Liu Qingzhi caminó hasta el hombre inconsciente en el suelo, se agachó y lo examinó detenidamente. Su mirada se detuvo durante un par de segundos en el dorso de la mano del hombre.

—Parece haber sido afectado por algún tipo de toxina. ¿El monstruo de la zona donde se rompieron las vías tiene capacidad para provocar alucinaciones?

Liang Man pareció sorprendida de que Liu Qingzhi hubiera acertado directamente.

—Sí. Ese monstruo puede provocar alucinaciones.

Con aquella confirmación, Liu Qingzhi prácticamente pudo estar seguro.

Aun así, preguntó:

—¿Han visto personalmente al monstruo mutado?

—Está dentro de la grieta donde se rompieron las vías. Su Tai apenas se acercó al borde y terminó así.

Al decir la última parte, el tono de Liang Man se volvió más pesado, como si hubiera recordado algo desagradable.

Su Yan, que estaba a su lado, continuó:

—El monstruo se parece mucho a una medusa.
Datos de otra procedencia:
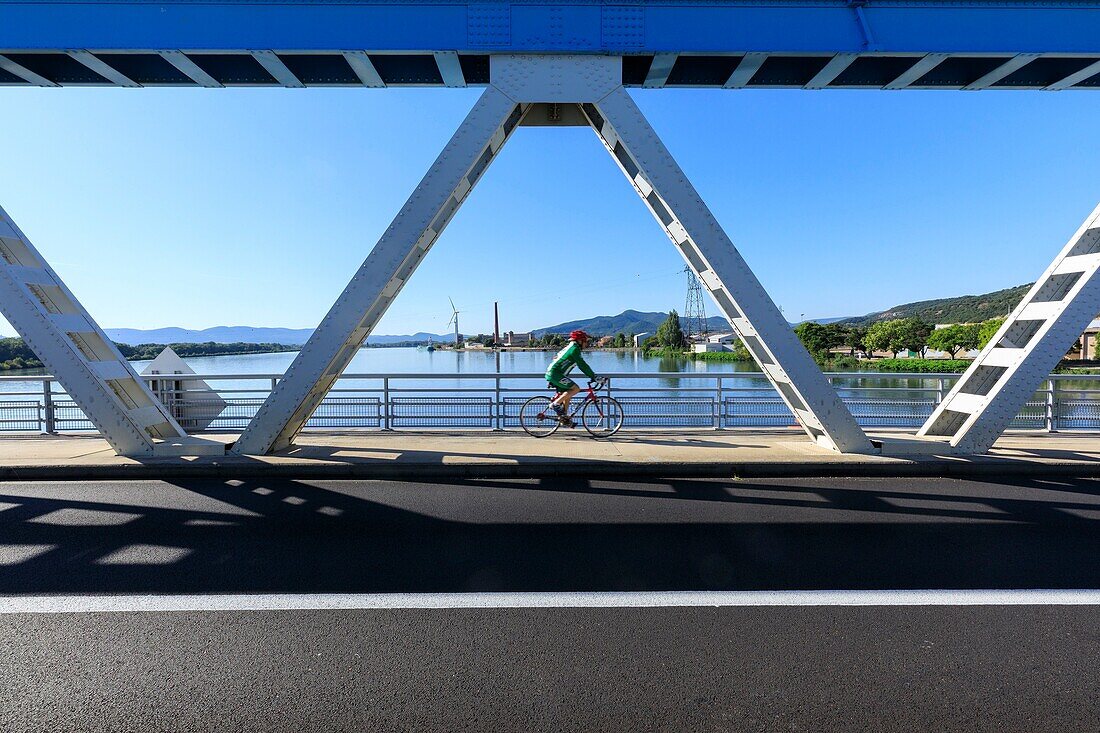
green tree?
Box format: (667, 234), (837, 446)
(928, 324), (981, 359)
(657, 310), (684, 349)
(901, 316), (933, 357)
(977, 318), (1004, 349)
(842, 326), (867, 357)
(794, 320), (844, 361)
(864, 319), (903, 357)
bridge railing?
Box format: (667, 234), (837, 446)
(0, 372), (1100, 434)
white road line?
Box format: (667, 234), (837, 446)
(0, 590), (1100, 613)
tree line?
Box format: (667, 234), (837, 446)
(794, 317), (1004, 360)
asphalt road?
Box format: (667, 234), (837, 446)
(0, 479), (1100, 733)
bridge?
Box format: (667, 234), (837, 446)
(0, 0), (1100, 456)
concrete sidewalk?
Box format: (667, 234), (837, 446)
(0, 429), (1100, 480)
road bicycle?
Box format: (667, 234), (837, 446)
(519, 379), (624, 438)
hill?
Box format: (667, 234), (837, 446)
(103, 326), (454, 346)
(531, 310), (729, 336)
(843, 283), (1031, 326)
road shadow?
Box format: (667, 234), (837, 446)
(0, 479), (1100, 593)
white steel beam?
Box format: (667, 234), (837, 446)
(582, 87), (872, 452)
(0, 201), (186, 456)
(432, 51), (466, 88)
(343, 51), (386, 88)
(160, 51), (224, 89)
(0, 55), (61, 87)
(233, 56), (872, 455)
(722, 52), (768, 89)
(882, 54), (950, 89)
(963, 54), (1042, 91)
(641, 54), (680, 89)
(917, 201), (1100, 453)
(803, 54), (859, 89)
(1043, 61), (1100, 91)
(68, 51), (141, 89)
(233, 87), (523, 455)
(252, 51), (306, 89)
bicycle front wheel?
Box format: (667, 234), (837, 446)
(581, 396), (625, 438)
(519, 396), (561, 438)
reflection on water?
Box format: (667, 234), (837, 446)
(0, 348), (1100, 396)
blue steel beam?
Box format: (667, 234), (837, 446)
(0, 0), (1100, 55)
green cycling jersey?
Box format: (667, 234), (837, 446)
(547, 341), (596, 383)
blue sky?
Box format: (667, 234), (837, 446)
(0, 88), (1100, 333)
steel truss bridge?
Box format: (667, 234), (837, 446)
(0, 0), (1100, 456)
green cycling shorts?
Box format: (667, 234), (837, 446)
(547, 373), (576, 392)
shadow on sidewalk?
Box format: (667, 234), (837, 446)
(0, 479), (1100, 593)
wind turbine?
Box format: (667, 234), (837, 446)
(447, 296), (462, 349)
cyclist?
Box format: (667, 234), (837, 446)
(546, 330), (598, 427)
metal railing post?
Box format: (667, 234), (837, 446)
(1046, 379), (1058, 433)
(493, 376), (504, 430)
(42, 380), (57, 435)
(0, 372), (1100, 435)
(714, 376), (722, 430)
(382, 376), (393, 430)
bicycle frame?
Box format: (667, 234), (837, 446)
(553, 384), (604, 422)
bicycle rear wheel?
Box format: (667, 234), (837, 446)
(519, 396), (561, 438)
(581, 396), (625, 438)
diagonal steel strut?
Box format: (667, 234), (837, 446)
(233, 56), (872, 455)
(0, 203), (186, 456)
(917, 201), (1100, 453)
(582, 87), (871, 452)
(233, 87), (524, 455)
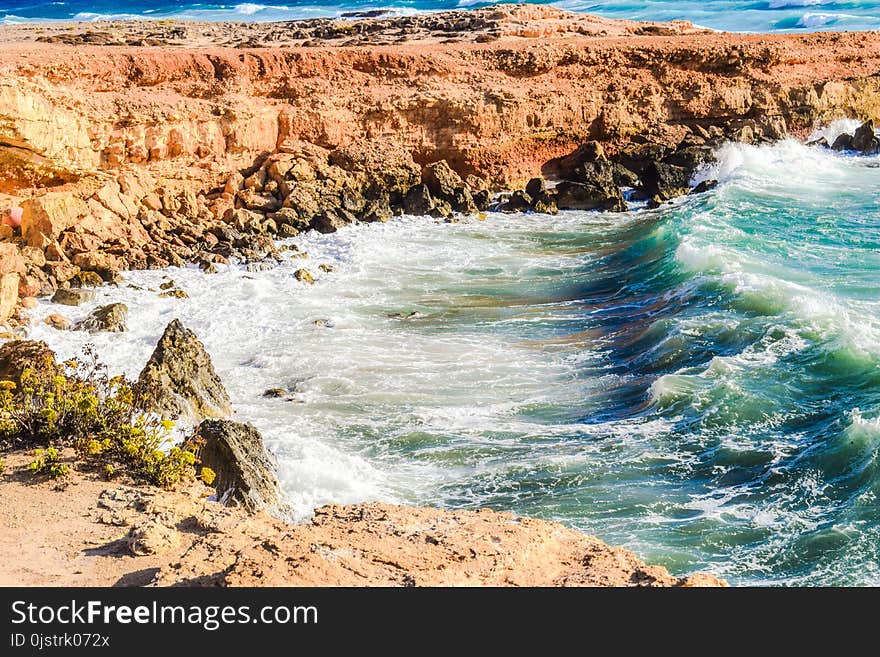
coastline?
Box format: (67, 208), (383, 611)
(0, 6), (880, 585)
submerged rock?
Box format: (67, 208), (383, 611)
(189, 420), (281, 511)
(641, 162), (692, 201)
(852, 120), (880, 155)
(0, 340), (58, 385)
(52, 287), (95, 306)
(73, 303), (128, 333)
(293, 269), (315, 285)
(556, 181), (627, 212)
(689, 180), (718, 194)
(43, 313), (70, 331)
(831, 132), (852, 151)
(137, 319), (232, 421)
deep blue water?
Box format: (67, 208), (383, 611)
(0, 0), (880, 32)
(31, 128), (880, 585)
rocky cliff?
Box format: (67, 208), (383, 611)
(0, 5), (880, 323)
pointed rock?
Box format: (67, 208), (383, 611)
(73, 303), (128, 333)
(137, 319), (232, 422)
(188, 420), (281, 511)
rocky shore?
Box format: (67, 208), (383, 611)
(0, 320), (725, 586)
(0, 5), (880, 584)
(0, 5), (878, 328)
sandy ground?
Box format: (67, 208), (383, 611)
(0, 452), (723, 586)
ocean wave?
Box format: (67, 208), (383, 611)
(71, 11), (143, 22)
(234, 2), (291, 16)
(767, 0), (835, 9)
(796, 13), (865, 28)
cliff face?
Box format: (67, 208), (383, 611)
(0, 5), (880, 322)
(0, 14), (880, 191)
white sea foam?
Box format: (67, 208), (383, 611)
(25, 215), (612, 518)
(234, 2), (290, 16)
(797, 12), (865, 28)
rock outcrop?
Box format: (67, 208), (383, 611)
(0, 5), (880, 327)
(73, 303), (128, 333)
(136, 319), (232, 423)
(0, 340), (58, 385)
(188, 420), (281, 511)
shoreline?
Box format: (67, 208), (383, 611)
(0, 5), (880, 585)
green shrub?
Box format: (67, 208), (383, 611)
(28, 447), (70, 479)
(0, 347), (196, 488)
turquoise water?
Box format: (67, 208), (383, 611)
(0, 0), (880, 32)
(32, 131), (880, 585)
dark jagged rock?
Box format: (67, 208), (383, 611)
(689, 180), (718, 194)
(614, 142), (670, 178)
(532, 191), (559, 214)
(52, 287), (95, 306)
(831, 132), (853, 151)
(472, 189), (492, 212)
(525, 178), (547, 199)
(852, 120), (880, 155)
(137, 319), (232, 421)
(498, 189), (532, 213)
(449, 187), (477, 214)
(361, 196), (394, 223)
(612, 162), (642, 189)
(556, 181), (627, 212)
(641, 162), (691, 201)
(311, 211), (351, 233)
(542, 141), (606, 179)
(663, 146), (715, 172)
(73, 303), (128, 333)
(403, 184), (434, 216)
(187, 419), (281, 511)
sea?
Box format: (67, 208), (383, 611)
(22, 121), (880, 586)
(0, 0), (880, 32)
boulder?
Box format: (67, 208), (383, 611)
(0, 340), (58, 385)
(688, 180), (718, 194)
(471, 189), (492, 212)
(422, 160), (465, 201)
(612, 162), (642, 189)
(52, 287), (95, 306)
(43, 313), (70, 331)
(498, 189), (532, 213)
(73, 251), (125, 281)
(137, 319), (232, 421)
(542, 141), (606, 179)
(641, 162), (692, 201)
(556, 181), (627, 212)
(448, 187), (477, 214)
(831, 132), (853, 151)
(311, 212), (349, 233)
(0, 242), (25, 274)
(525, 178), (547, 198)
(293, 269), (315, 285)
(73, 303), (128, 333)
(21, 192), (89, 248)
(403, 184), (434, 217)
(329, 139), (421, 198)
(532, 191), (559, 214)
(0, 273), (19, 322)
(187, 420), (281, 511)
(852, 121), (880, 155)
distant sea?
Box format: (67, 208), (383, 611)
(0, 0), (880, 32)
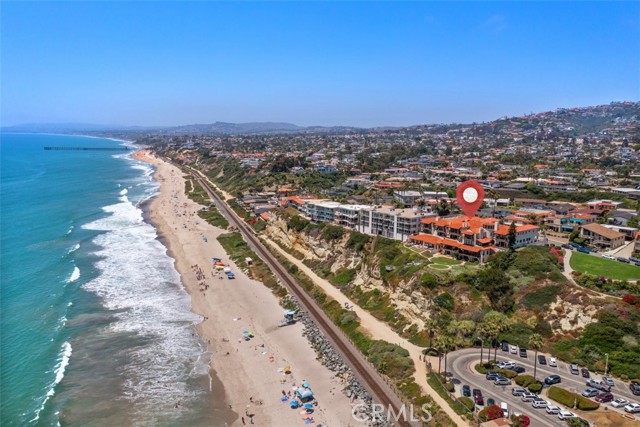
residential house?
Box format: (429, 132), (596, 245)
(580, 223), (624, 249)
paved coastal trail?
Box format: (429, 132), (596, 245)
(262, 236), (469, 426)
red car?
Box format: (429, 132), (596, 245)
(596, 391), (613, 403)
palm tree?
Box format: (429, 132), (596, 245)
(529, 333), (544, 381)
(435, 335), (454, 382)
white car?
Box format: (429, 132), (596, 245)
(558, 410), (576, 420)
(498, 360), (516, 369)
(547, 405), (562, 415)
(624, 403), (640, 414)
(611, 398), (629, 408)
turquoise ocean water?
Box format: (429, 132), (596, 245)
(0, 134), (220, 426)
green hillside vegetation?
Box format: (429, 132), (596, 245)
(552, 304), (640, 379)
(570, 252), (640, 280)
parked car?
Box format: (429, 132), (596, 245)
(484, 371), (500, 381)
(473, 388), (484, 406)
(558, 410), (576, 420)
(462, 384), (471, 397)
(511, 387), (527, 396)
(544, 375), (562, 385)
(582, 388), (600, 397)
(500, 402), (509, 419)
(624, 403), (640, 414)
(547, 405), (561, 415)
(587, 379), (611, 391)
(596, 391), (613, 403)
(497, 360), (516, 369)
(611, 397), (629, 408)
(531, 397), (548, 408)
(493, 377), (511, 385)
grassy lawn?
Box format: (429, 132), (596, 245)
(571, 252), (640, 280)
(431, 257), (462, 265)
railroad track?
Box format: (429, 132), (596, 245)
(185, 169), (422, 427)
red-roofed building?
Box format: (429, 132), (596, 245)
(493, 224), (540, 248)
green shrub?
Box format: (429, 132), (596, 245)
(433, 292), (455, 311)
(515, 374), (533, 387)
(520, 286), (560, 310)
(322, 225), (344, 242)
(547, 386), (576, 409)
(347, 231), (369, 251)
(287, 215), (310, 233)
(458, 396), (476, 411)
(475, 363), (493, 374)
(330, 268), (356, 286)
(496, 369), (518, 379)
(576, 396), (600, 411)
(420, 273), (439, 289)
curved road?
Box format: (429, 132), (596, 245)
(184, 166), (420, 427)
(448, 348), (640, 427)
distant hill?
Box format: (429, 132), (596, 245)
(0, 102), (640, 135)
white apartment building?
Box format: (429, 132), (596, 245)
(359, 206), (424, 240)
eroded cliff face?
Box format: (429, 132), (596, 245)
(263, 213), (433, 330)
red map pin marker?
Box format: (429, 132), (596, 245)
(456, 181), (484, 217)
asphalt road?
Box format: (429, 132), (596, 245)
(447, 348), (640, 427)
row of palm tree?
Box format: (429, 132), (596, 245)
(425, 311), (544, 381)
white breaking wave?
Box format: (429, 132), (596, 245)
(67, 243), (80, 255)
(30, 341), (72, 422)
(83, 195), (207, 420)
(67, 265), (80, 283)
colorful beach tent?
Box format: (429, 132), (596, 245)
(296, 387), (313, 403)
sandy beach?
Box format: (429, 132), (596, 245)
(134, 150), (359, 426)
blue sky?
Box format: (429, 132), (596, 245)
(0, 1), (640, 126)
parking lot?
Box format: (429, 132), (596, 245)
(447, 348), (640, 427)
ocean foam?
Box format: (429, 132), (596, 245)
(67, 243), (80, 255)
(30, 341), (72, 422)
(67, 265), (80, 283)
(83, 196), (208, 422)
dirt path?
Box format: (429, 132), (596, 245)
(265, 238), (469, 426)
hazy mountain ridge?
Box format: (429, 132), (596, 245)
(0, 102), (640, 135)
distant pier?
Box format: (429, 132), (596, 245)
(44, 147), (129, 151)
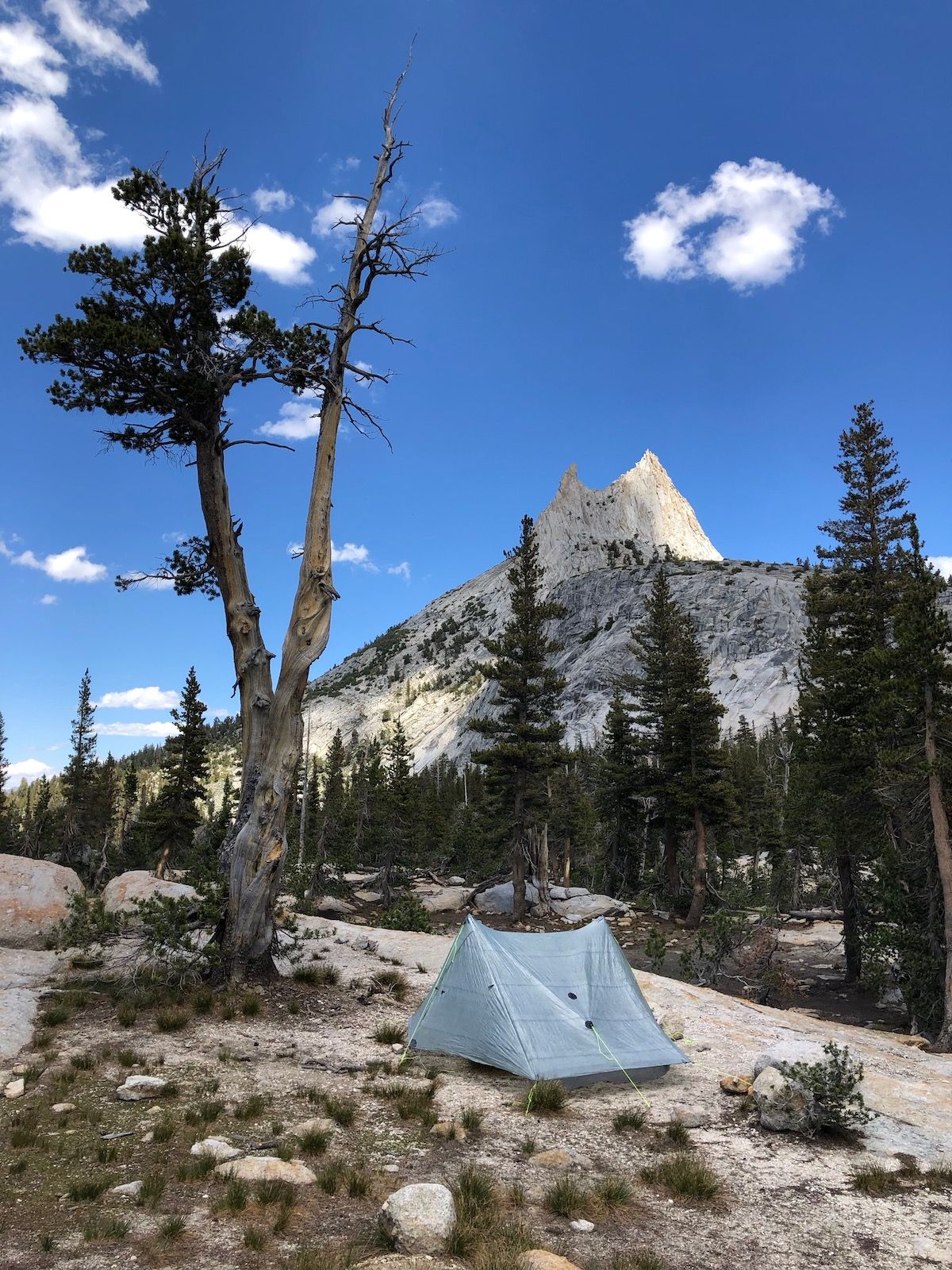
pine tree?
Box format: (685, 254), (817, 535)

Por fuera parece bastante hermoso, pero basta mirarlo unos segundos para empezar a marearse.

Así que realmente era el monstruo mutado descrito en la parte posterior de la novela.

Esta vez Liu Qingzhi quedó completamente seguro.

Después de recuperar la compostura, Liang Man miró a Liu Qingzhi y luego recorrió al resto con la vista.

—Ahora que ya conocen la situación del otro lado de la grieta, regresen cuanto antes.

Era su última advertencia.

Yu Cheng, el hombre de pecas, fue el primero en estar de acuerdo.

—Ya conocemos bastante bien la situación. Creo que sería más seguro regresar.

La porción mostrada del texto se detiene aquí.